No, I'm coming to that, and I do say she has to do it herself, or reasonably rely on sufficiently detailed correct evidence, albeit being pregnant with any of the problems that infect the requiring authority’s report. So the exchange with the Chief Justice to the effect that if there is a problem, if there’s a poison pill in the requiring authority’s position, and it’s manifestly apparently expensive but somehow tainted, the Minister may rely upon it, but nevertheless suffer the same taint. So it’s not to say that she must, or should’ve been expected to

reconsider and turn over every stone. I will come to questions she could and should have asked but –


WINKELMANN CJ:

Well you better come to it pretty quickly Mr Salmon because it’s not an entire re-submission, it’s your reply.


MR SALMON QC:

Absolutely, your Honour. I’m nearly done. I was just seeking to answer the question then.

So the final point then is the fair, sound and reasonably necessary versus capable versus it’s a goer, the various attempts to formulate a test if it’s not a public law test. Very briefly, those are all accretions to the statutory language, whether fair, sound, reasonably necessary, capable, or “it’s a goer” to be more casual in terms. The latter two in particular do not have a settled meaning and don’t provide – are less likely to be an intended statutory touchstone than well-establish public law considerations.

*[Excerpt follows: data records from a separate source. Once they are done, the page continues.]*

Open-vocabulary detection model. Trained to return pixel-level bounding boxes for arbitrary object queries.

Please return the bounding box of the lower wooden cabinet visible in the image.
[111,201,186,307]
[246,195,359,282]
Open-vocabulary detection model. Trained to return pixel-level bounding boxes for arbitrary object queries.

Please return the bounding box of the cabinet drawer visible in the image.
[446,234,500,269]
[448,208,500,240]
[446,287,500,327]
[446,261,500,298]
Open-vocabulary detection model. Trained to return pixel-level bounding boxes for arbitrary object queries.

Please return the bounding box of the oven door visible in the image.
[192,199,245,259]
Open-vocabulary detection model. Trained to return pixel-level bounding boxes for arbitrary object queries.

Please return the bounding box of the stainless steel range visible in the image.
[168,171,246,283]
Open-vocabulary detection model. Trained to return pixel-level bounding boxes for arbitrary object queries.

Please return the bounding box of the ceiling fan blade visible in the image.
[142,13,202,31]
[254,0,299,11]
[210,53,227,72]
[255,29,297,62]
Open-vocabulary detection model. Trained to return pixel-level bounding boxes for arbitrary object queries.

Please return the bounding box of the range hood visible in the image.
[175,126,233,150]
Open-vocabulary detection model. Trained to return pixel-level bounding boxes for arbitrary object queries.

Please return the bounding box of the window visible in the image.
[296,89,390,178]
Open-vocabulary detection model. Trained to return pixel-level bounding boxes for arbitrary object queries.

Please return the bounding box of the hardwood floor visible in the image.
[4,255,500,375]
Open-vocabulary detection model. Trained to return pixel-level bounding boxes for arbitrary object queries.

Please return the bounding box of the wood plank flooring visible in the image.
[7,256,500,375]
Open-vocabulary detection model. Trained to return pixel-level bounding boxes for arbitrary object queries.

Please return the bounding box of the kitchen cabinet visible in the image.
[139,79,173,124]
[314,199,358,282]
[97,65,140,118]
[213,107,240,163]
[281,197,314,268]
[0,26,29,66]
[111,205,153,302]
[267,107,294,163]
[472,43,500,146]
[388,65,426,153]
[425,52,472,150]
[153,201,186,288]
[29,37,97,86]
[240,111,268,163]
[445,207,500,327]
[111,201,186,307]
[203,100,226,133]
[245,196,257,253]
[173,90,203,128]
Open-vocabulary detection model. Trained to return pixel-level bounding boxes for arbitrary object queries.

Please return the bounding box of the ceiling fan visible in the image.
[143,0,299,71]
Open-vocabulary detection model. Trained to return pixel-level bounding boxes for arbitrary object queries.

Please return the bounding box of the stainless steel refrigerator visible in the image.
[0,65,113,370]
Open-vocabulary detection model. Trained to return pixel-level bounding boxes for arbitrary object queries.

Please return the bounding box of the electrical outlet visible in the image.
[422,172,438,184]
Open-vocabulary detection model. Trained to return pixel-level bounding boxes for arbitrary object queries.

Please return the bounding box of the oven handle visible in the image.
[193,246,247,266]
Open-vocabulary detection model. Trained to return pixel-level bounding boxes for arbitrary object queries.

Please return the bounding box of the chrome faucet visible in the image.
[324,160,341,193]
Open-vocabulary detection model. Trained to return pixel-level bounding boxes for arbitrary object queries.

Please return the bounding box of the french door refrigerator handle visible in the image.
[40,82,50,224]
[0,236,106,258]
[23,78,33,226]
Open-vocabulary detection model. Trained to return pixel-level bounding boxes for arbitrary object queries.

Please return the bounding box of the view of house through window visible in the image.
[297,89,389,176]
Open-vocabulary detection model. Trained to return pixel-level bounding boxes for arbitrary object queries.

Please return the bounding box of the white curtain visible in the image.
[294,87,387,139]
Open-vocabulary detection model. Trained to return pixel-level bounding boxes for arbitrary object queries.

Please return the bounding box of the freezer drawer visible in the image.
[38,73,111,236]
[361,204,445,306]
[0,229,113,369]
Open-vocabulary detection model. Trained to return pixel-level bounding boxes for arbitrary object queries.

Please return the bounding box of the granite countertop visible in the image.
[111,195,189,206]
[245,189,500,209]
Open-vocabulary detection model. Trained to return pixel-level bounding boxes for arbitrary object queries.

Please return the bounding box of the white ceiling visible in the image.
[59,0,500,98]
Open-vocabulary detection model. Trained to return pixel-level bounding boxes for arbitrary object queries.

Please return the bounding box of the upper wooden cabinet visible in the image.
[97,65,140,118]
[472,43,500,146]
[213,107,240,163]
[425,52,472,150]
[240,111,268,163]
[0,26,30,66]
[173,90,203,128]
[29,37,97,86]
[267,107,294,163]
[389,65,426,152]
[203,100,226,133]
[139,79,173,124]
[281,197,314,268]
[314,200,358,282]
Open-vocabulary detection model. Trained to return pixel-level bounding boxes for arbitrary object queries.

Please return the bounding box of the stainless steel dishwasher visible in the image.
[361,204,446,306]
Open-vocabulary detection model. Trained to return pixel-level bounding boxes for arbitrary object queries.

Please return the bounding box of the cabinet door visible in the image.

The related point is if the Minister is to be such a light touch as to effectively see that what’s presented is tenable or looks like it might be a goer, then the reverse of my friend’s question applies. Why bother having the Minister as a gateway decision-maker at all? If it is to the extent of rubber-stamping and my friend is right that everything’s solved at the section 186 point, it rather begs the question why the Minister is being applied to at all then. The Minister is being applied to at the section 186 stage because she was making an important decision and exercising an important statutory power and we say the Act requires it to be substantively and procedurally fair.

The final point on this topic and it is my final point is if the approach taken in the Minister’s assessment, and this was the approach, is to ask whether there’s any prima facie reason why the statutory tests would not be met, then the Minister has erred. On any view the Minister has erred, we say, because it is looking for not information but for any disqualifications in treating the more

brief and devoid of information the application the better because it will have fewer pimples and wrinkles. So interpretation of this that allows the Ministry or Minister to say: “Look, unless there’s a prima facie reason not to, it should be green lit,” is an approach that encourages a lack of candour and proper information, it encourages one-pagers rather than detail and it is, in our submission, at odds with the legislative scheme and purpose.

That is my reply. I’m sorry for taking us past five.


WINKELMANN CJ:

Thank you very much, Mr Salmon. Well, thank you, all counsel, for your submissions. We’ll take some time to consider our decision, and we will now adjourn.